AI and White-Collar Politics
By: William A. Galston - wsj.com - November 4, 2025
Manufacturing job losses in the 2000s affected politics. Disruptions to desk jobs will too.While this isn’t the first such transformative moment in American history, it may turn out to be the fastest. Four of America’s largest tech firms—Google, Meta, Microsoft and Amazon—combined have had capital expenditures of $360 billion over the past year, much of it in AI development and data centers. The already hectic pace of these investments is accelerating. OpenAI last month completed its for-profit transition, turning its subsidiary into a public-benefit corporation, which will enable it to mobilize the capital and talent it needs to become a top player. Anthropic, backed by Amazon and Google, could transform businesses; it’s focusing on corporate customers rather than the mass search market. Nvidia, whose advanced chips power AI, just became the world’s first $5 trillion company.

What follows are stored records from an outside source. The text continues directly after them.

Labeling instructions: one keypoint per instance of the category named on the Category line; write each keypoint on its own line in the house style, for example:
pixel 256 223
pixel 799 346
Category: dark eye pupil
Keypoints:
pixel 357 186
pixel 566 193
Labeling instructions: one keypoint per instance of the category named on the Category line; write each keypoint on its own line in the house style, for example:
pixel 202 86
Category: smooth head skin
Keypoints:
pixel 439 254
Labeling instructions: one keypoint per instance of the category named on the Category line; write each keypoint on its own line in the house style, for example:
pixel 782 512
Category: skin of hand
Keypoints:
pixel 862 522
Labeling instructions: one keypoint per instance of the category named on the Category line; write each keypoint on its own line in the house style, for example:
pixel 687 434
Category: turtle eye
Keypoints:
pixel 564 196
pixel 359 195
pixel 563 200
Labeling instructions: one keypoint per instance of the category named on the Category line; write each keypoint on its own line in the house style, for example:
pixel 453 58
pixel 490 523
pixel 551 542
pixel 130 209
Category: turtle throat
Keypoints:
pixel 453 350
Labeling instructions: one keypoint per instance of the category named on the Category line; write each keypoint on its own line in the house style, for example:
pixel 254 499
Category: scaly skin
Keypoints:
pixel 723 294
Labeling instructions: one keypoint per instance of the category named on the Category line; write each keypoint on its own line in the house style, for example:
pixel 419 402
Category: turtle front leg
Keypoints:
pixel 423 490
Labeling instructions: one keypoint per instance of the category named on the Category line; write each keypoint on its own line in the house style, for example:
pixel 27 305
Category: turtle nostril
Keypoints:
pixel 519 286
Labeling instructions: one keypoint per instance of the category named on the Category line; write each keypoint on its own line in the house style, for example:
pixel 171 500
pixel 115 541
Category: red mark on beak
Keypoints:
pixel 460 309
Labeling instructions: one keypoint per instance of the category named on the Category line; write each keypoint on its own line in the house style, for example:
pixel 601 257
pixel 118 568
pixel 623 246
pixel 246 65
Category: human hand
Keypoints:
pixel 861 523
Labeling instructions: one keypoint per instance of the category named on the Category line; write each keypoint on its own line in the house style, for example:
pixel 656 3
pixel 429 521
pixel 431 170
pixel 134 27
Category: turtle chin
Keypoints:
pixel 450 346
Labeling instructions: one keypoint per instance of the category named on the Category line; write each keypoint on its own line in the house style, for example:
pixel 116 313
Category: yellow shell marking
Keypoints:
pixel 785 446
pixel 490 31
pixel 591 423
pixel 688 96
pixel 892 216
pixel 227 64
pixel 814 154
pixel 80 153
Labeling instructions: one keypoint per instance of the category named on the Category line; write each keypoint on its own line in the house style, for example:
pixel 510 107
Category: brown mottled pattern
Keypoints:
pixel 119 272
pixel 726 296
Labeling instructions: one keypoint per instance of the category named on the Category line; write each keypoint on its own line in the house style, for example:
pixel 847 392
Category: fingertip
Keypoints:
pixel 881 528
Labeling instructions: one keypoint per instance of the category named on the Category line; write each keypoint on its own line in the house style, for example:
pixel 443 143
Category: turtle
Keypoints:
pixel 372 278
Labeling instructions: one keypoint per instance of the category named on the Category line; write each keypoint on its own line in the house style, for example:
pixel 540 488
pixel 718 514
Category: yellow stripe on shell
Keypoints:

When large corporations and industrial capitalism began to surge in the late 19th century, about half the nation’s workforce was engaged in agricultural work. By 2023 the share working in agriculture had fallen to about 1.6%. As recently as the 1950s, nonfarm manufacturing accounted for about one-third of the U.S. workforce, compared with about 8% this year. In each case, technological innovation accounted for much of the reduction.